Friday, October 22, 2010

History of the World in 100 Objects

Randall Stephens

For those who missed it, check out BBC Radio 4's "History of the World in 100 Objects." (The series ends this week.) I read about it in the TLS a few weeks back. The reviewer praised the audio exhibit for its elegant, almost cinematic qualities, something that stretched the radio format in amazing ways. Yesterday, the Guardian lauded host Neil MacGregor, who "wears his knowledge lightly. He manages to both charm and enthuse at the same time, a hard trick that, but at the core of each bite-sized podcastable talk is an ardent and contemporaneous message: civilisations do not so much clash as learn and borrow from each other. One picks up from where the other leaves off."

The program might work well in the classroom. (How often do we listen to audio, rather than watch film, with students? Once in a blue moon, I'll find a segment on NPR that fits into what we are going over, but otherwise, it's rare.) Here are a few bits from the series:

035 Head of Augustus, 21 May 2010, Listen, Duration: 15 mins

Head of Augustus, the first Roman emperor. Neil MacGregor, Director of the British Museum, looks at one of the world’s most famous rulers, whose powerful, God-like status is brilliantly enshrined in a 2000-year-old bronze head with striking eyes. He explores how Augustus dramatically enlarged the Roman Empire, establishing his image as one of its most familiar objects. The historian Susan Walker and the Mayor of London, Boris Johnson, help explain the power and methodology of Augustus.

057 Hedwig glass beaker, 22 Jun 2010, Listen, Duration: 15 mins

Glass beaker from central Europe probably made by a Muslim craftsman. Neil MacGregor, Director of the British Museum, examines a glass beaker made in Syria or Egypt at a time when Christians were warring with Muslims in the crusades. The glass became associated with the miracles of a Christian saint, Hedwig, who turned water into wine when it touched her lips. But how did Islamic glass reach Christian Europe during the Crusades?

088 North American buckskin map, 6 Oct 2010, Listen, Duration: 14 mins

Map of the area between the Mississippi and Ohio rivers. Neil MacGregor, Director of the British Museum, explores the differing attitudes towards land and living of Europeans and Native Americans in the 18th century. He looks at a buckskin map drawn up by a Native American as the British negotiated for land between the Great Lakes and the Mississippi. With contributions by cartographer Martin Lewis and historian David Edmunds.

1 comment:

Jeremy Bangs said...

At 7:50 in the third tape mentioned above, the narrator expresses a commonly held notion that reinforces the simple idea that all Natives formed a generally unified culture essentially different from that of the European settlers, and that more than a century of contact with French and English explorers had resulted in no expansion of conceptual range whatsoever, with regard to land. "But the Piankashaw had never encountered the concept of European-style land purchase.
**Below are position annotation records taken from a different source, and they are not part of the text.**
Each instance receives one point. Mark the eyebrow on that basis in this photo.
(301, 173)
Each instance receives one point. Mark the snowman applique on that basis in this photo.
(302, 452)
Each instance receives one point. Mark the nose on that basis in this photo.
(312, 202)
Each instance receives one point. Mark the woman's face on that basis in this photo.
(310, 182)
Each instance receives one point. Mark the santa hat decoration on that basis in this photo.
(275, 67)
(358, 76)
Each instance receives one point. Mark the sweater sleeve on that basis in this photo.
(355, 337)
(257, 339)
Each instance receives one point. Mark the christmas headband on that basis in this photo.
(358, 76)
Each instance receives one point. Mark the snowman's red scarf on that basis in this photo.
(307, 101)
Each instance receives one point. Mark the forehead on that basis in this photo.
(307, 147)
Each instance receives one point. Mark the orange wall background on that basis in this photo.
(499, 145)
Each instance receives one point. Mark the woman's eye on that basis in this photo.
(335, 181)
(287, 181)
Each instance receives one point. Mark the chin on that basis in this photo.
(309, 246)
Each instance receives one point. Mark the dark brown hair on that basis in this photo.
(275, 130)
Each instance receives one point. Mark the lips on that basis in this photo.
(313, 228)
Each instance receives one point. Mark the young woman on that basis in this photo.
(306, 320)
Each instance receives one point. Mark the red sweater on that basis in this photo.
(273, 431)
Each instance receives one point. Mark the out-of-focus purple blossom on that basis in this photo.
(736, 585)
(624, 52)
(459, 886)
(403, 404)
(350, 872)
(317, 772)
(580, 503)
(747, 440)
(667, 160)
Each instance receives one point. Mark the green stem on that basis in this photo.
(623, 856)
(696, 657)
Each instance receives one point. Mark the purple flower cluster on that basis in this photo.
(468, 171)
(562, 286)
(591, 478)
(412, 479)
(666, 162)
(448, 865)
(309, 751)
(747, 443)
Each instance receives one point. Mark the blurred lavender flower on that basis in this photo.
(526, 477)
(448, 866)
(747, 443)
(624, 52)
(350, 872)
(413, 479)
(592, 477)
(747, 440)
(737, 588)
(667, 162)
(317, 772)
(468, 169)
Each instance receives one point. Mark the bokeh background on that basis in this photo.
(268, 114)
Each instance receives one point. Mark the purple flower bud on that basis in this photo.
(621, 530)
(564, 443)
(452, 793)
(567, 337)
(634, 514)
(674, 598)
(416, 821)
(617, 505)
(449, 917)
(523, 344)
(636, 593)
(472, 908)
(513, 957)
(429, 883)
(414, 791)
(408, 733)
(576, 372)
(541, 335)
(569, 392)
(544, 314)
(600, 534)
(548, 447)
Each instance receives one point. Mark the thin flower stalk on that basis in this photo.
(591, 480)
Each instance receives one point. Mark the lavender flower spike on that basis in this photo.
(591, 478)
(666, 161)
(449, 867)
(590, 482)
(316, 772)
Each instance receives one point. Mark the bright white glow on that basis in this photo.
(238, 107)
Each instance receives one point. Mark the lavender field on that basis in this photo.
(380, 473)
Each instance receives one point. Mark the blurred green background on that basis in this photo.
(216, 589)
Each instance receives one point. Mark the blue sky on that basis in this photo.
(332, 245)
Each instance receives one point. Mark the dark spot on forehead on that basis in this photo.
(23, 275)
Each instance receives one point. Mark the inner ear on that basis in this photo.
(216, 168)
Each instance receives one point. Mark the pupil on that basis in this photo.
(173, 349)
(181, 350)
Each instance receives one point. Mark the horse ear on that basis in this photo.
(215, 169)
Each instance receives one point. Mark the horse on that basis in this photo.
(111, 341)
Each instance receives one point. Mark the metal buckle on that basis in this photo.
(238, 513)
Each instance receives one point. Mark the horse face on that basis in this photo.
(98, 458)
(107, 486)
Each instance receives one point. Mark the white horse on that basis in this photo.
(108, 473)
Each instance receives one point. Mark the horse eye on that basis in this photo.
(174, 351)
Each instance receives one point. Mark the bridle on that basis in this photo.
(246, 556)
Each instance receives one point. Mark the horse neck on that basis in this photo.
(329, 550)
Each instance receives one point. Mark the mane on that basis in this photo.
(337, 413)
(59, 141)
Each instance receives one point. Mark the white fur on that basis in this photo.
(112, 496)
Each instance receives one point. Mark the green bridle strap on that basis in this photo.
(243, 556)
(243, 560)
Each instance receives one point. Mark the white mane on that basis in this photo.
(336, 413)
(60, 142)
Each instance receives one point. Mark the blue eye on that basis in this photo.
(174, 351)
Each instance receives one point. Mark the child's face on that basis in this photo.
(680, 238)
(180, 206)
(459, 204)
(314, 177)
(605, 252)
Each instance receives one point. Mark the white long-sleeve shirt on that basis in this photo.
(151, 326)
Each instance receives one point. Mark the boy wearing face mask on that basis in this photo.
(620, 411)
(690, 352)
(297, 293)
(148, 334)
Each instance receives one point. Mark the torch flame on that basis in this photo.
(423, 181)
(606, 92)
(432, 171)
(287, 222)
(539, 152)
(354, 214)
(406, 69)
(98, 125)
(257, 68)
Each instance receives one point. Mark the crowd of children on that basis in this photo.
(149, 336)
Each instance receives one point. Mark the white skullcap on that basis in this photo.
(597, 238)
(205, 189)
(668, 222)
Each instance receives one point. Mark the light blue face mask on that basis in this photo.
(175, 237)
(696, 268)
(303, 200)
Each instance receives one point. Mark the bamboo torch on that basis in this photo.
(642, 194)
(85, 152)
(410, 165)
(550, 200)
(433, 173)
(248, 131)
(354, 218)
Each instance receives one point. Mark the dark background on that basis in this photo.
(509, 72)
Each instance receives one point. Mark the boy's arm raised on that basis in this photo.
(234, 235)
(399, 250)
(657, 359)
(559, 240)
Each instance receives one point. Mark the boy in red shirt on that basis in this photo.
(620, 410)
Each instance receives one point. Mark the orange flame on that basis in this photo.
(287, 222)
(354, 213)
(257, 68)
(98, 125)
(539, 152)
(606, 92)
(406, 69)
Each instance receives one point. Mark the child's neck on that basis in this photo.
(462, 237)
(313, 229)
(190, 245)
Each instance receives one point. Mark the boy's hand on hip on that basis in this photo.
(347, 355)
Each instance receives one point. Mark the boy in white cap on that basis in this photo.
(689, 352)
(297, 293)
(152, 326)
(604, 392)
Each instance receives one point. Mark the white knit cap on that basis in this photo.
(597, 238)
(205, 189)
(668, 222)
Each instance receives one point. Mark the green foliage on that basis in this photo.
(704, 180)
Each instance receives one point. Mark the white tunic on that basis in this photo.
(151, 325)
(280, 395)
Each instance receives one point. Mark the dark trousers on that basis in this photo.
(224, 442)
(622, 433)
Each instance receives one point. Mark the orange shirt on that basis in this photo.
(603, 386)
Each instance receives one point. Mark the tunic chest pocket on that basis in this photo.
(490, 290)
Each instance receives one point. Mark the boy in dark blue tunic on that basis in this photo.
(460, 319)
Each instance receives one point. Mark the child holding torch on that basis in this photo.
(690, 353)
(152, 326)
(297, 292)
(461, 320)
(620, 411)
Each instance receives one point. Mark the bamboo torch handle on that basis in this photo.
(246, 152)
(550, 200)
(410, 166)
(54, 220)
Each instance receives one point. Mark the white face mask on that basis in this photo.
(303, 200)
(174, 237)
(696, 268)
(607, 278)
Settler ideas of land ownership were alien to Native Americans, who thought essentially in terms of residence and use." While this may be generally true for nomadic tribal groups on the move through large areas (although "terms of residence and use" is rather vague), and thus just might apply to the Piankashaw (although there had been encounters with Europeans for some time), this simplicism is inaccurate at least for the area of southeast Massachusetts (formerly Plymouth Colony), where land was held in delimited parcels by individuals and was transferred hereditarily and personally, or by gift. There was no commonly-held tribal land. That this was the case in pre-Contact times is evident from some disputes between Indians who argued among themselves about who had the right to negotiate sale of particular bounded parcels to the colonists' court. The resolution of the question was settled by the weighing of statements of personal hereditary claims going back several generations to pre-Contact times (i.e. I own this from my father, who had it from his father, from his father, etc. etc.) That this was demonstrably the case in an area of non-nomadic farmers who also carried on fishing and hunting suggests that the dichotomy expressed in this short explanation of the map suffers from unexamined neo-romantic notions of Indianness. In presenting this to students a teacher might want to point out the expansion from this case (Piankashaw) to a generalization for the entire continent with the broad term "Native Americans."

For documentation on Indian land ownership in Plymouth Colony, see my book, Indian Deeds, Land Transactions in Plymouth Colony, 1620-1691 (Boston: NEHGS, hardcover 2002; improved paperback edition 2008).